Además, viajamos hasta Chicago descubrimos cuatro rincones imprescindibles de Viena
Chicago, la tercera ciudad más grande de Estados Unidos, aúna cultura, ocio y compras en una propuesta única. Como cantó Frank Sinatra, “es la ciudad que nunca te decepcionará”.
- El Loop es el centro histórico y el corazón financiero de la ciudad del viento. Aquí se construyó el primer rascacielos del mundo.
- La Milla Magnífica es la principal arteria comercial de Chicago, y en ella también se pueden admirar muchos edificios históricos.
- En el norte de la Avenida Michigan está la Torre del Agua, una de las pocas estructuras que sobrevivió al gran incendio de 1871.
- Y el lago Michigan, uno de los cinco grandes lagos del país, es visita obligada para disfrutar de buenas vistas y hacer deporte.
Y Viena, la ciudad de los edificios imperiales, con sus cientos de palacios, museos e iglesias, sorprende a sus visitantes en cada esquina.
- En Viena vivieron personalidades como Mozart, Beethoven, Freud o Einstein.

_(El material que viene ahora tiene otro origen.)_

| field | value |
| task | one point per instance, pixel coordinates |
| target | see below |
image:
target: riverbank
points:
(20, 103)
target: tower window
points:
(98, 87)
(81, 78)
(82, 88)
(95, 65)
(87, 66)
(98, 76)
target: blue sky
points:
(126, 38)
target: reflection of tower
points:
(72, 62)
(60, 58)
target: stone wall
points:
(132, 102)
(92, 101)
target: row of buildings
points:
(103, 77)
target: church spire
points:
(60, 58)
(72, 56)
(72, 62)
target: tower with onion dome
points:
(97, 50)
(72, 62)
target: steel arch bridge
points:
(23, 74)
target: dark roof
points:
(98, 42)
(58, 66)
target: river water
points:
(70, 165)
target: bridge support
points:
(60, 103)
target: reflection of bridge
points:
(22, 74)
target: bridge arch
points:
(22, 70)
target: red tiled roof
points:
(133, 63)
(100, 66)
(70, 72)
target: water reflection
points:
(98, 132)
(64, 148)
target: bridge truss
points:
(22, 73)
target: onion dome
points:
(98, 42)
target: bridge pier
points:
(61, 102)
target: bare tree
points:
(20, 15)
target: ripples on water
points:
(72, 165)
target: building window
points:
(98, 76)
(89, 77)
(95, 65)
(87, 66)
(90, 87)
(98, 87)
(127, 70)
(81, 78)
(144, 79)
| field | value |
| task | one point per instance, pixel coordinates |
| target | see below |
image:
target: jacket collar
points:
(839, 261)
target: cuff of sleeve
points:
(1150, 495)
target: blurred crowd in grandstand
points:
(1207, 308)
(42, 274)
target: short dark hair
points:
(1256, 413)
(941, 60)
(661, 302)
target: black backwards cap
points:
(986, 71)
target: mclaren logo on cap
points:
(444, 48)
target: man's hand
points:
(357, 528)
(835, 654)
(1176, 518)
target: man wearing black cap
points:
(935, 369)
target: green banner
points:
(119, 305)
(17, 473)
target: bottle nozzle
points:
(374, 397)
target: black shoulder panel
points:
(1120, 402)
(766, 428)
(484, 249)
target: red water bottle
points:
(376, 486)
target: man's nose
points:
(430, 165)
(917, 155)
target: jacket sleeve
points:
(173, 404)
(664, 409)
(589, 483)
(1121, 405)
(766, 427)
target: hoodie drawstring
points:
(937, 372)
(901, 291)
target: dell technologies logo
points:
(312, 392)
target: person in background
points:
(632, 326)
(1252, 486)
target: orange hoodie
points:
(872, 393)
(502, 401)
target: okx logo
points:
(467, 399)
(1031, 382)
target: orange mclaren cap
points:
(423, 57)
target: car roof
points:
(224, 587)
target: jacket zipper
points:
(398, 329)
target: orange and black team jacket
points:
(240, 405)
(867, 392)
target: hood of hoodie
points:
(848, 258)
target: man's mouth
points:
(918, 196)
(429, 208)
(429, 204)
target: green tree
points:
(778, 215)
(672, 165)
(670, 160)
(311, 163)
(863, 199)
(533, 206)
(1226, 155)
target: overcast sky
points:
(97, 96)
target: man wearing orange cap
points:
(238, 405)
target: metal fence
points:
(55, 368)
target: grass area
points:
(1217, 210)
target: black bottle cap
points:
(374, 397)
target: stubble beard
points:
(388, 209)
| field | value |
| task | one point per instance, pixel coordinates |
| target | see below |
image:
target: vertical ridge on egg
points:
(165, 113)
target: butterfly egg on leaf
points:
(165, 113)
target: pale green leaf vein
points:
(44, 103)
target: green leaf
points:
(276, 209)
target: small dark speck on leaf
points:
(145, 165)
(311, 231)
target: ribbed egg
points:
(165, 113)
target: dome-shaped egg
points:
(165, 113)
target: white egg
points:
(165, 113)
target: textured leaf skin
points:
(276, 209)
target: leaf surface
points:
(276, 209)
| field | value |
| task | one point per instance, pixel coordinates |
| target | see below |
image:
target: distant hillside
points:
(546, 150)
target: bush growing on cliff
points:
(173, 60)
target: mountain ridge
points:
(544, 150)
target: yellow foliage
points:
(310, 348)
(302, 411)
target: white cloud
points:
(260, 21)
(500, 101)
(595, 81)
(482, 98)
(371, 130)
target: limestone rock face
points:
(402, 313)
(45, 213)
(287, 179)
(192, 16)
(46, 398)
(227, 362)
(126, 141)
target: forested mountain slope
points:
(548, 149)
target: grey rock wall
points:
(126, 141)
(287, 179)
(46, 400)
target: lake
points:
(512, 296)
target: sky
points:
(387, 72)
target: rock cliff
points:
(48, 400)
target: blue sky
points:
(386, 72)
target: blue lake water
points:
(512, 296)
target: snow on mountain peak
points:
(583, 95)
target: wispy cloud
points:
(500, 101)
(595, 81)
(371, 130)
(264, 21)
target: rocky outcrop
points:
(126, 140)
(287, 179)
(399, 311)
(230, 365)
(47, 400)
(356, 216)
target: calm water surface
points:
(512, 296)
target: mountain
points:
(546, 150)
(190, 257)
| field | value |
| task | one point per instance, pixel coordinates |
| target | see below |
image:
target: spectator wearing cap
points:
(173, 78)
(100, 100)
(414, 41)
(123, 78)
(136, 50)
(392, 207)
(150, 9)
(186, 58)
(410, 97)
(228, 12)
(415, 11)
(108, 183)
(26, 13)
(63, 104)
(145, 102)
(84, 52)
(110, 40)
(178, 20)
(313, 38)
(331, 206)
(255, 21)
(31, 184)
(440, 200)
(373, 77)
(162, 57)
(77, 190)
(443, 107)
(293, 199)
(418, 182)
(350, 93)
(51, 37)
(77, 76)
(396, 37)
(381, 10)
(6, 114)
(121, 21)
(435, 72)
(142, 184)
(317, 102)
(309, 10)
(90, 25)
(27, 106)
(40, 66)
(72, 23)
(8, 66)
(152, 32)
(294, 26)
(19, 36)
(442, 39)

Toda esa riqueza cultural se refleja en su ópera o en sus museos.
- Los Habsburgo y la mítica Sissí Emperatriz vivieron en el Palacio Schönbrunn y en el de Hofburg, sendos ejemplos del barroco austríaco.
- Viena reúne algunos de los edificios imperiales más imponentes de Europa, como es el caso del Parlamento.
- Su encanto se disfruta tanto si se recorre caminando o en bicicleta, como si se hace en tranvía o coche de caballos; incluso en barco por el Danubio.